Many of the factors contributing to these increasing rates — including increased regulation, payment system changes, poor EHR systems, and time demands — could be addressed with new technologies, Barbe argued. According to data from the AMA’s 2016 Digital Health Survey, nearly half of the organization’s respondents said that they are enthusiastic about adopting various new digital healthcare solutions in their practice.
“Now, that’s good in the sense that we’ve got 50 percent of the docs that are in there, and they want to go forward with this stuff,” Barbe said. “But that also means there are 50 percent that are pretty reluctant.”
Unfortunately, physicians in the latter group have good reason to be wary of new technologies, he explained. Many technologies that have been introduced thus far have had a detrimental impact on practitioners’ workloads, and can generally be overwhelming for providers already teetering on the edge of burnout.

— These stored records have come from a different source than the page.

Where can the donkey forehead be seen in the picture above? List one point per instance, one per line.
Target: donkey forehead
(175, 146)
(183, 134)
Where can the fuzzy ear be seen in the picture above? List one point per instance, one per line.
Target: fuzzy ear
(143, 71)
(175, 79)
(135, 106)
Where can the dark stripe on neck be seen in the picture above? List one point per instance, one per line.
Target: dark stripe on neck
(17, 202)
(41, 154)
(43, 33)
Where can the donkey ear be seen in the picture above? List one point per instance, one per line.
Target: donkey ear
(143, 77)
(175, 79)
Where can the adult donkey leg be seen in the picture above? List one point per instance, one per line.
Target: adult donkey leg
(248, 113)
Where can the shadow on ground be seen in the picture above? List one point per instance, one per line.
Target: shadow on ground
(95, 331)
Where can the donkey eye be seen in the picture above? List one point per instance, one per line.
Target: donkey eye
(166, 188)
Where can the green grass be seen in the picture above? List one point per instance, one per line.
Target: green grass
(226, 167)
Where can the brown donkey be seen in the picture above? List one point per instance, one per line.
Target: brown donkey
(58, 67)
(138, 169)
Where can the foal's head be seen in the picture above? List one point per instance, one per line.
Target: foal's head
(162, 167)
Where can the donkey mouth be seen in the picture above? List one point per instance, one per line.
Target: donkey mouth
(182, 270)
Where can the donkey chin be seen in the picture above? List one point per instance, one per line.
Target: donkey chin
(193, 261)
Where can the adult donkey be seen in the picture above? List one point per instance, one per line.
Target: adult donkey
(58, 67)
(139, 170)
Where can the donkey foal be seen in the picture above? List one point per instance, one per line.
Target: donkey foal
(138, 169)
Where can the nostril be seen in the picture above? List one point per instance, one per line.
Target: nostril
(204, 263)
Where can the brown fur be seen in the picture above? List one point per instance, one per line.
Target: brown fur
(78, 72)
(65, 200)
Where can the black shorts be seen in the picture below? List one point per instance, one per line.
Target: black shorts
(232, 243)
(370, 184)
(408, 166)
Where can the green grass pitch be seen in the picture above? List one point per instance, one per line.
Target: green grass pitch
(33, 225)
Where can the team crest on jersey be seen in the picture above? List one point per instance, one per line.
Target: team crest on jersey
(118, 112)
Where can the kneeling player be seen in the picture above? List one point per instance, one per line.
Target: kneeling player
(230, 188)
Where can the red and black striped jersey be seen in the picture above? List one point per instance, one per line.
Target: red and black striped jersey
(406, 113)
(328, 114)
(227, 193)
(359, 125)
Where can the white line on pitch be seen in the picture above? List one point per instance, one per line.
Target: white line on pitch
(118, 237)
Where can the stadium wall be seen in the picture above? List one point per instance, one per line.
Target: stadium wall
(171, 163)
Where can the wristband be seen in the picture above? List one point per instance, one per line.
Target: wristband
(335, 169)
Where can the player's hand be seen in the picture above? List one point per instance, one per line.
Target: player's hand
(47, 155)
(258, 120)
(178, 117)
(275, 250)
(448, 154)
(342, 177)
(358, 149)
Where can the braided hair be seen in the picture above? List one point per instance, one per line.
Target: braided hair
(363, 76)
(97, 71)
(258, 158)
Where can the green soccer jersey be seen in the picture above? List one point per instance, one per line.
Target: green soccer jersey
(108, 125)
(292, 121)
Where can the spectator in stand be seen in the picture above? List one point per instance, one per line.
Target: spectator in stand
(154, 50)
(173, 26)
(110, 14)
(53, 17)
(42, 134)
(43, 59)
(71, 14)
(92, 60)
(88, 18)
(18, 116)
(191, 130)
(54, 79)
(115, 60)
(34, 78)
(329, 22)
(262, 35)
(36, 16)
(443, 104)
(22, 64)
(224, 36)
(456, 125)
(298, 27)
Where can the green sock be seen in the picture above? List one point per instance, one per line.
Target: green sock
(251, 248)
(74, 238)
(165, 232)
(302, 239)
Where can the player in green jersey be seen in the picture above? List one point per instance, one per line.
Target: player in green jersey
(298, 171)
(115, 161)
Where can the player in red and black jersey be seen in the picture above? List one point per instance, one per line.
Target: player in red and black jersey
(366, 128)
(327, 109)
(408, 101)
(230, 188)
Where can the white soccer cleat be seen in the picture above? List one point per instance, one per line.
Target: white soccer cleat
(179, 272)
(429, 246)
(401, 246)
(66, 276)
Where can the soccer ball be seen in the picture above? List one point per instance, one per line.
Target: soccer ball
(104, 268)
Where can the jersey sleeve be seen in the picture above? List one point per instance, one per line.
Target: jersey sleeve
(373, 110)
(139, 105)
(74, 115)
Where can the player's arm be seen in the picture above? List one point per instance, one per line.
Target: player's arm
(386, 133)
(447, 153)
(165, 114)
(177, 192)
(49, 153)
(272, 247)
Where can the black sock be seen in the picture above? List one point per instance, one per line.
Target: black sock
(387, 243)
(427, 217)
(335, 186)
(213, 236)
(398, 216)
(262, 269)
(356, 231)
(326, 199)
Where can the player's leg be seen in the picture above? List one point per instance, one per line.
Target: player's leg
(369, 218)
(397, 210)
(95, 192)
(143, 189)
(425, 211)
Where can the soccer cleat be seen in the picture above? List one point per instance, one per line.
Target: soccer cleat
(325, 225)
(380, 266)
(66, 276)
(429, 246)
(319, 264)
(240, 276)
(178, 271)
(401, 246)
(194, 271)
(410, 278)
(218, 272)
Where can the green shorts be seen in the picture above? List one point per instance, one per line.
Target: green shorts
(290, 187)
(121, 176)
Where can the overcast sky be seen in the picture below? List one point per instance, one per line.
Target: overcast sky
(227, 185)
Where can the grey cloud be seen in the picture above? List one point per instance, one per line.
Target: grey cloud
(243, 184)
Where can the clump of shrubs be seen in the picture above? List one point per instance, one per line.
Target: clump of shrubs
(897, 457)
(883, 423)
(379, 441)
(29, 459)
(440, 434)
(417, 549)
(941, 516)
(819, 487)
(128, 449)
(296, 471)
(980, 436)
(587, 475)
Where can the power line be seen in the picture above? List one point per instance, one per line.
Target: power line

“The technologies that we have presented to them so far add more work to their day, interfere with their relationships with their patients, and often cost them much more, both directly and indirectly, than they can recognize and benefit,” Barbe said. “We collectively have a lot of work to do to move the needle in these dimensions, both to increase the physicians’ excitement about adopting these new technologies as well as making them work for them instead of against them.”
But all of this isn’t to say that physicians aren’t open to new technology. Again, Barbe pointed to that 50 percent of respondents who expressed interest in technology in the AMA survey, and stressed that novel solutions capable of increasing patients’ care or workplace efficiency will always be amenable to providers — especially when a quick glance toward other industries offers a glimpse of what healthcare is missing.
“[Physicians] look at technologies in other sectors … and they see all these technologies that are just great, everybody wants them and everybody uses them,” Barbe said. “And they look around and say, ‘Why is the app they developed [absent] from healthcare? Why isn’t it as good for me in healthcare as it is when I go to shop, or on social media?’ They’re eager for the advances that we know are there, and the potential for even greater ones, but they’re just not experiencing that right now.”
For their part, Barbe said that the AMA is working to introduce its members to mobile and online apps designed to streamline care or fast-track the other clerical burdens that can lead to physician burnout. Outside of these efforts and his organization’s regular work in physician education and public policy direction, Barbe called on the digital health community to keep the flagging physician in mind when designing new solutions.
“We simply cannot afford to have this decrease in productivity and engagement in one of the critical parts of our healthcare system," he said. "We have to get our arms around this issue of physician burnout.”